Philip Glenister takes Actor of The Year for a second successive year and if you want to know why watch the finale of the last series of Ashes To Ashes. The moment *that* truth is revealed his acting is second to none. Any of the runners up could’ve won this on a different year but Glenister set the bar very high indeed.


Andrew Lincoln – ‘Rick Grimes’ (Walking Dead)

Nathan Fillion – ‘Richard Castle’ (Castle)

Stephen Moyer – ‘Bill Compton’ (True Blood)


Actress Of The Year

WINNER: Jane Lynch – ‘Sue Sylvester’ (Glee)
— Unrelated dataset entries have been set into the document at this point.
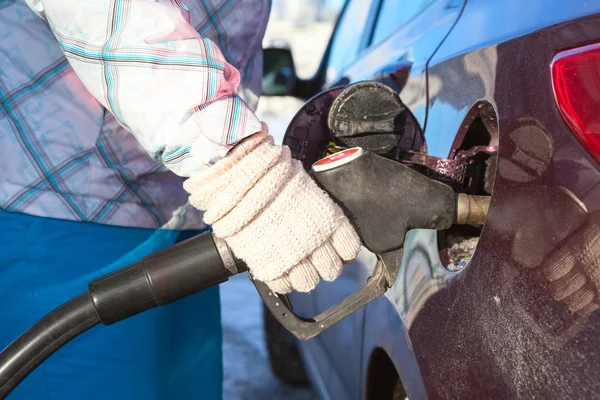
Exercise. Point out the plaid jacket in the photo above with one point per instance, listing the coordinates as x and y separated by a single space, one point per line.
143 98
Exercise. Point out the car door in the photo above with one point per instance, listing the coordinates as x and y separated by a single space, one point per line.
397 40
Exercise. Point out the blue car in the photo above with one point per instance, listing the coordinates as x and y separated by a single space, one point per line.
507 98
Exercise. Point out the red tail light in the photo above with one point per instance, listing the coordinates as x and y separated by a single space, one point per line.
576 80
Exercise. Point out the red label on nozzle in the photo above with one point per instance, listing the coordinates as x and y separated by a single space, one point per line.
337 159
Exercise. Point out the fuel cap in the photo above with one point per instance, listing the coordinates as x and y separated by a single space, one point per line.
337 159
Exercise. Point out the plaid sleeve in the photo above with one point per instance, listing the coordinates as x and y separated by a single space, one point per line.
171 88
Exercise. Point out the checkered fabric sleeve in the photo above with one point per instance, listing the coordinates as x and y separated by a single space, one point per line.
167 85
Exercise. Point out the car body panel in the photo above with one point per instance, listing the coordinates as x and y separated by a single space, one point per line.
425 32
409 47
491 330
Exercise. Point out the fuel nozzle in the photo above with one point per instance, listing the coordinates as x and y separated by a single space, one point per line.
384 198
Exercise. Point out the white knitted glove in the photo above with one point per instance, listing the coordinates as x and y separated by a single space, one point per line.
274 216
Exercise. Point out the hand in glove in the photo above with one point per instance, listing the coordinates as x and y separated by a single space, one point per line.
274 216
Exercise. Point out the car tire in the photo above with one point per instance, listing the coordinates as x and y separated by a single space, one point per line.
284 357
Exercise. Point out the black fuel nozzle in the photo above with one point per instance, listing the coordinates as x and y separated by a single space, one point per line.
383 198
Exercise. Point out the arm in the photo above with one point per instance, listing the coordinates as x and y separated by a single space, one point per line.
172 89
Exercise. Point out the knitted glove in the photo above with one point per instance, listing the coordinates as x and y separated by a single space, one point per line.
274 216
572 272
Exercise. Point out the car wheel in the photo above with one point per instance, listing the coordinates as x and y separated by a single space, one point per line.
283 354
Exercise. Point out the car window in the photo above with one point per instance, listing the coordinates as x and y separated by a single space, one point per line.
347 37
395 13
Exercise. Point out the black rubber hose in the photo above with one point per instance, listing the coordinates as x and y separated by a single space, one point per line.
52 332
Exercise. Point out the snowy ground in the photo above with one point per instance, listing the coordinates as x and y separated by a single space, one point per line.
247 372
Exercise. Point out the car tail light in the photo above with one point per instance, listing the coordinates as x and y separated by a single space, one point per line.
576 82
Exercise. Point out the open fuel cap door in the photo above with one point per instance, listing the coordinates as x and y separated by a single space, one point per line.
372 191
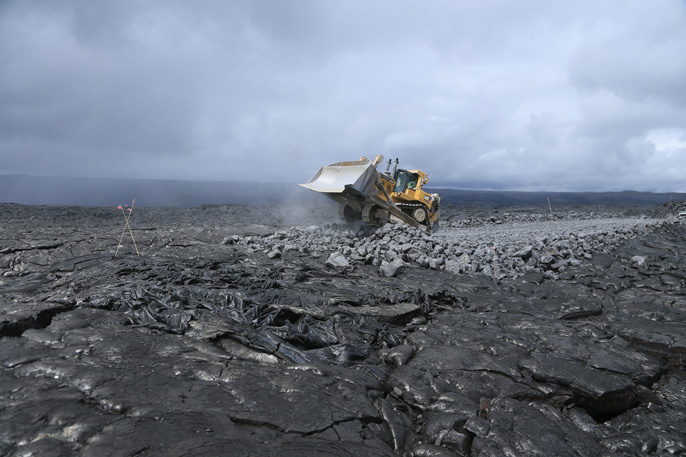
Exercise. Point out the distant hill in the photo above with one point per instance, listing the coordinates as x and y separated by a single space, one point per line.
509 198
34 190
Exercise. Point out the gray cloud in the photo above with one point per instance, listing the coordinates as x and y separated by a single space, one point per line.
509 95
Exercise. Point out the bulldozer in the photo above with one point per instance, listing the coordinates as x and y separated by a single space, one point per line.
363 193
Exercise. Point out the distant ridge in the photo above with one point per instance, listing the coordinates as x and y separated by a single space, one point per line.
460 197
35 190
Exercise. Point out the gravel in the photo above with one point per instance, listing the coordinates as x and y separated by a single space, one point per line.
506 246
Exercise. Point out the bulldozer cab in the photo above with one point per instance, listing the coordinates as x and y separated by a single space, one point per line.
405 180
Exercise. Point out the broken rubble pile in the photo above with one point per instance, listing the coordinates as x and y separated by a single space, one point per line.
503 251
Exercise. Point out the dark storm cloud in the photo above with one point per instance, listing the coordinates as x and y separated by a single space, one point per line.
498 94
The runners up for this award are all amazing actresses who do a great job week in week out. But Jane Lynch almost single-handedly carries Glee every episode. Her vitriolic outbursts as Sue Sylvester are television gold. Sylvester is a poisonous, horrible character but Lynch gives her the smallest of chinks in her armour and that is enough to give her some likeability.
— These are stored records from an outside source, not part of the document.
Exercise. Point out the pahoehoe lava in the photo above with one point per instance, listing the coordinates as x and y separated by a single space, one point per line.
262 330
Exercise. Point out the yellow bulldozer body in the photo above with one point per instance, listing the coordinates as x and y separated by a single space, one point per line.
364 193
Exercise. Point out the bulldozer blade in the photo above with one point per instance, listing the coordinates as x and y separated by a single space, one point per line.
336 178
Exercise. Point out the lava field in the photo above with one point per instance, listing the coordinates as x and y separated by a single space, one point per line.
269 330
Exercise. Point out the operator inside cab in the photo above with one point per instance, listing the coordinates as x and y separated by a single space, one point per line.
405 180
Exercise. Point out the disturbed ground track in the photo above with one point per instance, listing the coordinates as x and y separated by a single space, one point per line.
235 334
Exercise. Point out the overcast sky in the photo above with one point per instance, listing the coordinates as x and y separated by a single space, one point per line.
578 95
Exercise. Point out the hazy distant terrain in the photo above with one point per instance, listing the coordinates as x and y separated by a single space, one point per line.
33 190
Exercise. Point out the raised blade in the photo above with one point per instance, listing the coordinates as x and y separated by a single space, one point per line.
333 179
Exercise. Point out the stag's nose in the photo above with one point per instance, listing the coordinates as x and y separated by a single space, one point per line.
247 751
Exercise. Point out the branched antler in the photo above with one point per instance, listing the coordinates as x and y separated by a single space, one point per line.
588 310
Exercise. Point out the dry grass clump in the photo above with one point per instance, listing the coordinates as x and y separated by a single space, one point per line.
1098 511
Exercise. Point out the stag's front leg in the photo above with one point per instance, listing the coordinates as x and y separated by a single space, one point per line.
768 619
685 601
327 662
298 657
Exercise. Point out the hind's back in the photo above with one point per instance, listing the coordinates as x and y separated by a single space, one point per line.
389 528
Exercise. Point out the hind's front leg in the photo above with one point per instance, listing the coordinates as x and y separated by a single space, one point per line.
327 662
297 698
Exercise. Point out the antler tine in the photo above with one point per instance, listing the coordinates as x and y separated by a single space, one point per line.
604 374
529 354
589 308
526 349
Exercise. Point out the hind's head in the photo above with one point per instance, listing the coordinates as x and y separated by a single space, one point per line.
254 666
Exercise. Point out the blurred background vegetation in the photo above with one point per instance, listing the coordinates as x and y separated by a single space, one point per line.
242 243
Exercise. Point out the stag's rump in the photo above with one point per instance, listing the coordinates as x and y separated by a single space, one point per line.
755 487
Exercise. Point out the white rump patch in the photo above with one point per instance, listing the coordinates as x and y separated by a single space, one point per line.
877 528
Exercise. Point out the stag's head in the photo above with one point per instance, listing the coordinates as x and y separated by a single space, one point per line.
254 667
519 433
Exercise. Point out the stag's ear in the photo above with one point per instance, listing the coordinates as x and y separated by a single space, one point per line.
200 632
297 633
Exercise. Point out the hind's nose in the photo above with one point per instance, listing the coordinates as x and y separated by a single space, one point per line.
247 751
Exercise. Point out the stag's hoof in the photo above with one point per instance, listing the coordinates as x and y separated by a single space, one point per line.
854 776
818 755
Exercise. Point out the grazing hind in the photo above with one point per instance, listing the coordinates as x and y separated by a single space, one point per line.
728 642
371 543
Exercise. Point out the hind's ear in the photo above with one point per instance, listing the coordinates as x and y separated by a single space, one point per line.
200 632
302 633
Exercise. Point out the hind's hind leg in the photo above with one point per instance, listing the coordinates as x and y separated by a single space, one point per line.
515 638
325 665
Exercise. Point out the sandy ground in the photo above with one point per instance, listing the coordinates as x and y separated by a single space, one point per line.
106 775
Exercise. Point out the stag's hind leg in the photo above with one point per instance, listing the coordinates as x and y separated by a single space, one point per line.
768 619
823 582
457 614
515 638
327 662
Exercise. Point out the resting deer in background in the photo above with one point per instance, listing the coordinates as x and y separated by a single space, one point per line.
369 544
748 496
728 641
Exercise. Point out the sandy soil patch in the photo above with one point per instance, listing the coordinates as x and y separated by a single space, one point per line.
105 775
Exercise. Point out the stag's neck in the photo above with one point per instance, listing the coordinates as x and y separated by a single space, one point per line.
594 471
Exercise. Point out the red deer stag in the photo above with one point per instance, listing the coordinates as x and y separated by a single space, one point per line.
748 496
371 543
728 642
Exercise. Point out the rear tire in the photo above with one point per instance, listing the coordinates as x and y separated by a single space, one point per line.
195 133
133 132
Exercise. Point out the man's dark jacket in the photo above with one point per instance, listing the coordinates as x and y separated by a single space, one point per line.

Joanna Kelly – ‘Myka Bering’ (Warehouse 13)

Stana Katic – ‘Kate Beckett’ (Castle)

Maggie Q – ‘Nikita’ (Nikita)



WINNER: Warehouse 13

This was a two way fight between Castle and Warehouse 13, with the latter just about taking it. Warehouse 13’s kooky kind of comedy/drama is a refreshing change to the serious dramas around and the dynamic of the characters relationship took on the look of a family which really helped develop things. A few stand out epsiodes (‘Around The Bend’ and ‘Reset’ in particular) made sure I stayed hooked and by the end of the season I was left wanted more.



Walking Dead



Hopefully 2011 will be just as good. With a guilty pleasure of mine, Primeval, returning and with new seasons of Warehouse 13, Castle and The Middle guaranteed I’m pretty optimistic.